Bakışlarım hemen yüzünü bulurken, dudaklarına yerleşmiş muzip gülümsemesi eşliğinde bizi izlediğini gördüm. Ona, Yekta'dan ve aramızda geçenlerden bahsetmiş olsam bile bu vaziyette yakalanmak, utanmama neden oldu.

"Genç adam, Ecmel'in sırtına başını gömmen seni görmeme engel değil, bil istedim."

Söylediklerine kahkaha atacakken elini dudaklarına götürüp susmamı istemesiyle, kendimi güçlükle tuttum. Amcam, bana göz kırpıp devam etti.

"Bu vaziyetiniz ne sizin? Yeğenimin sesin kucağında işi ne?"

Çatık kaşları, sinirli çıkarmaya çalıştığı ses tonuyla fena bir oyunculuk sergilemiyordu. Yekta, deve kuşu rolünden çıkmış olacak ki konuşmaya başladı.

"Taşa oturup üşütmesin diye kucağıma oturttum. Allah belamı versin ki başka bir amacım yoktu."

Sözlerini bitirip mırıltıyla tövbe etmeye başlaması, gözlerimi devirmeme sebep oldu.

"Ben de sizi bu vaziyette görünce, aklıma başka şeyler geldi."

Amcam bana bakıp devam etti.

"Ecmel, ne kadar da fedakâr bir arkadaşa sahipsin. Bu zaman da böylesi zor bulur."

Yekta, uydurduğu bahaneye amcamın inandığını düşünüp, rahat bir nefes verdi.

"Teşekkür eder, anlayışınızdan öperim efendim."

"Sıçtırtma lan anlayışına, yer miyim ben bu fedakârlık numaralarını?"

"Yemez misiniz?"

Ne kadar da mantık sıçan bir soru olduğu haykırmak istesemde, aralarına girmedim.

"Pişkin pişkin bir de yemez misiniz diye soruyor. Düşün önüme eve çıkıyoruz, orada keseceğim hesabınızı."

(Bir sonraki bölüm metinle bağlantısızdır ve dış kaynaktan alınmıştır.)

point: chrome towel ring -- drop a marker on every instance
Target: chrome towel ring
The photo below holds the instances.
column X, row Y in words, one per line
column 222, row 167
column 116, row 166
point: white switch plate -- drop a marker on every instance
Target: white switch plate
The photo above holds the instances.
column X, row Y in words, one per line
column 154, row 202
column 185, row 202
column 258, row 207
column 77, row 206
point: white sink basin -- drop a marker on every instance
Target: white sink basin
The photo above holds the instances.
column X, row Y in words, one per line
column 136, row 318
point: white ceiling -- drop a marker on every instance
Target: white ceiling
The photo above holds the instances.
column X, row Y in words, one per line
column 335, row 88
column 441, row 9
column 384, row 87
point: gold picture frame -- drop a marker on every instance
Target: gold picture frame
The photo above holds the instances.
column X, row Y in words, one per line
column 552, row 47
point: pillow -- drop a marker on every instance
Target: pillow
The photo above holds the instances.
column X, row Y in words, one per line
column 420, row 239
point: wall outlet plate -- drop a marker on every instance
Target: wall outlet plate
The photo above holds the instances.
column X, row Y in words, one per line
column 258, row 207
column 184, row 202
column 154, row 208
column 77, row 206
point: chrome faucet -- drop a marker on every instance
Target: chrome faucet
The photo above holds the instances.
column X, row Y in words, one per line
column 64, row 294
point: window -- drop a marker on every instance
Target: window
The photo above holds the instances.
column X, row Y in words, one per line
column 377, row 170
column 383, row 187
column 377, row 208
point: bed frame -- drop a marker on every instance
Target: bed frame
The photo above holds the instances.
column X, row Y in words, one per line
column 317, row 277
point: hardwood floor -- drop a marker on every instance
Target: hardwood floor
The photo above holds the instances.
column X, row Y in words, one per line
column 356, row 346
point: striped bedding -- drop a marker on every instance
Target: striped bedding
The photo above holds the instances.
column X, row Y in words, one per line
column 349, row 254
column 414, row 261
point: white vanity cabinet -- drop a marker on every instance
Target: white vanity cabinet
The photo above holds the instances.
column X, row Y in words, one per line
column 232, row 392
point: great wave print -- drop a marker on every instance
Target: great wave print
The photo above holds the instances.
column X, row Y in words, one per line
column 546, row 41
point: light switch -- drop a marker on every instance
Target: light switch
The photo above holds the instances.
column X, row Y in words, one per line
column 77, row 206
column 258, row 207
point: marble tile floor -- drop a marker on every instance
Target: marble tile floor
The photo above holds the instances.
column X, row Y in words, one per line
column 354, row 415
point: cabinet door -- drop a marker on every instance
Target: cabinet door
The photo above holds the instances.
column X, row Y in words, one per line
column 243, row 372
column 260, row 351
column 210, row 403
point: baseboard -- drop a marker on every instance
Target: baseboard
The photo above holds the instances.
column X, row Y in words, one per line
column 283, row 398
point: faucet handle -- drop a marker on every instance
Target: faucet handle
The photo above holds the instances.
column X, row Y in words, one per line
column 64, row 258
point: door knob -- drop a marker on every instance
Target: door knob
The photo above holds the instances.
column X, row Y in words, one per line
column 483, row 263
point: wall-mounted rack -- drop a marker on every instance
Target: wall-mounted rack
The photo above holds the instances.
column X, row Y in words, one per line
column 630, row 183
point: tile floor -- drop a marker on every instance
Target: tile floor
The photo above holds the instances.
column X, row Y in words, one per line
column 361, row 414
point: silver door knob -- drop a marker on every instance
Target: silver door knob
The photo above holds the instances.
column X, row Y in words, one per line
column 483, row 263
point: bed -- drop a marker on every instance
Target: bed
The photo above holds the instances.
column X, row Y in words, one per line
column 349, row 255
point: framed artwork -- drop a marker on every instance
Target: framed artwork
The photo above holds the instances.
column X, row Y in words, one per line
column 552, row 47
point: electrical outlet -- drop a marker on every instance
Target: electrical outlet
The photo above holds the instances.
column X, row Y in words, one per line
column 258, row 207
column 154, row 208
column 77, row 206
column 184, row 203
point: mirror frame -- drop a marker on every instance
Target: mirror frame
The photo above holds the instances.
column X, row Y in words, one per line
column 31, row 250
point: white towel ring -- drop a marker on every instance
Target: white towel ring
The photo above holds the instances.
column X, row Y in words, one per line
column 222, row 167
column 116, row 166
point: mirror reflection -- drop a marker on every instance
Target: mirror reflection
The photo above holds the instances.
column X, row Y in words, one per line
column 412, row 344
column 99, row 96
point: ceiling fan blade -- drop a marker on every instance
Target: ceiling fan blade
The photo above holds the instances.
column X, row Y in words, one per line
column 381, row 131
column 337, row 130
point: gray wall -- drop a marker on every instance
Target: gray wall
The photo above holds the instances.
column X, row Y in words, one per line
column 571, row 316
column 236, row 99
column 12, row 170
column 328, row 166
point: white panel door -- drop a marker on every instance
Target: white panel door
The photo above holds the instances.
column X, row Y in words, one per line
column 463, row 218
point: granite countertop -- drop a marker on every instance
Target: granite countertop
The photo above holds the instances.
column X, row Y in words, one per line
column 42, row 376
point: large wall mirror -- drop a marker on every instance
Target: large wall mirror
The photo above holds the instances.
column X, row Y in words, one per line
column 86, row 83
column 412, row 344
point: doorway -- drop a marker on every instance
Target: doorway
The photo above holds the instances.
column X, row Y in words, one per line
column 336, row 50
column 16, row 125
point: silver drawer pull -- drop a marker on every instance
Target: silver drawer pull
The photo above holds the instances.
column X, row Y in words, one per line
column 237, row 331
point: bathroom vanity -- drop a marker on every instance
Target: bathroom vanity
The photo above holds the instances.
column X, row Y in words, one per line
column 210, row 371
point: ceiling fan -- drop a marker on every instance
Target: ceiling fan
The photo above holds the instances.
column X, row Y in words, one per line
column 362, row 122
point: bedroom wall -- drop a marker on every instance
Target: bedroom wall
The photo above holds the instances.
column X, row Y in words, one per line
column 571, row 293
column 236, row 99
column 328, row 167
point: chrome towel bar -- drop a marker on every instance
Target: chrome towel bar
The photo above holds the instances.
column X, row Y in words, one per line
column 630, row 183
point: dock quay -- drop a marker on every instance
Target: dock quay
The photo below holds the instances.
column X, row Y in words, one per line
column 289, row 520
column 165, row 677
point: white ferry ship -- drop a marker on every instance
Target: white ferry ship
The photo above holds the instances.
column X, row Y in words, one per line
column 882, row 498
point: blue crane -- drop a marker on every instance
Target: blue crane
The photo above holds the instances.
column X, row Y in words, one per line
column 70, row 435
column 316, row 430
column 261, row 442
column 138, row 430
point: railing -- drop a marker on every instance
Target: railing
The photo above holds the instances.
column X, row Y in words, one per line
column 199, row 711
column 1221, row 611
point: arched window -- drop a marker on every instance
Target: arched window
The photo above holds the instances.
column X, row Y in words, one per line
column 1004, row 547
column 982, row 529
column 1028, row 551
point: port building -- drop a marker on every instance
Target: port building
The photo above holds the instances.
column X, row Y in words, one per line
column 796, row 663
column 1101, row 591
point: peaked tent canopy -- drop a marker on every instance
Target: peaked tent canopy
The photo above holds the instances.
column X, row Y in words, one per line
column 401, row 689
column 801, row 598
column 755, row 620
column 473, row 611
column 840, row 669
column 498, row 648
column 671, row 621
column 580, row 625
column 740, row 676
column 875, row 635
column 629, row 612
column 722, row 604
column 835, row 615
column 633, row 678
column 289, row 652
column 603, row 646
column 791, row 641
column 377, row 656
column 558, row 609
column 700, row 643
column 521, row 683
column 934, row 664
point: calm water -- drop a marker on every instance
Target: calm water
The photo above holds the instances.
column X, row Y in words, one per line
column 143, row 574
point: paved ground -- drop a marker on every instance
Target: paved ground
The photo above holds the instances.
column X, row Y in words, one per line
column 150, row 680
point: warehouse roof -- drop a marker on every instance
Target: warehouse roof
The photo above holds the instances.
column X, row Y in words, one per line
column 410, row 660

Yekta'nın aniden ayağa kalmasıyla, mermer zemine çakıldım. Kalçamdaki derin sızıyla, gözlerim anlık kapandı. Acım hafifleyince gözlerimi aralayıp, toparlanmaya başladım. Bunu yaparken bakışlarımın hedefindeki Yekta'ya sinirle bakmayı es geçmedim. Özür dileyen bir ifade ile bana bakıp, amcama geri döndü.

"Ben sabah sabah rahatsızlık vermeyeyim size, hem biraz daha oyalanırsam okula geç kalacağım."

Amcamın kollarını sıvayıp, kavga pozisyonu almasıyla lafını mırıltıyla bitirip, derince yutkundu.

"Sekizinci kattaydı daireniz değil mi?"

"Kollarınızı sıvamayı bırakmanızı evet olarak algılıyor ve önden çıkıyorum."

Bu şaşkın ve sevimli halleri yüzümde koca bir tebessüm oluştururken, peşinden ilerledim.

***

Eve çıktığımızda amcam bizi salonda bırakıp, mutfağa geçmişti. Yardım etmek için yanına gitmek istediğimde, paçalarıma yapışan Yekta'dan kurtulmak zor olsada başarmıştım. Amcamın emriyle, çıkardığı kahvaltılıkları tepsiye dizip, salona geri döndüm. Yekta geldiğimi görünce telaşla ayaklanıp, elimdeki tepsiyi aldı.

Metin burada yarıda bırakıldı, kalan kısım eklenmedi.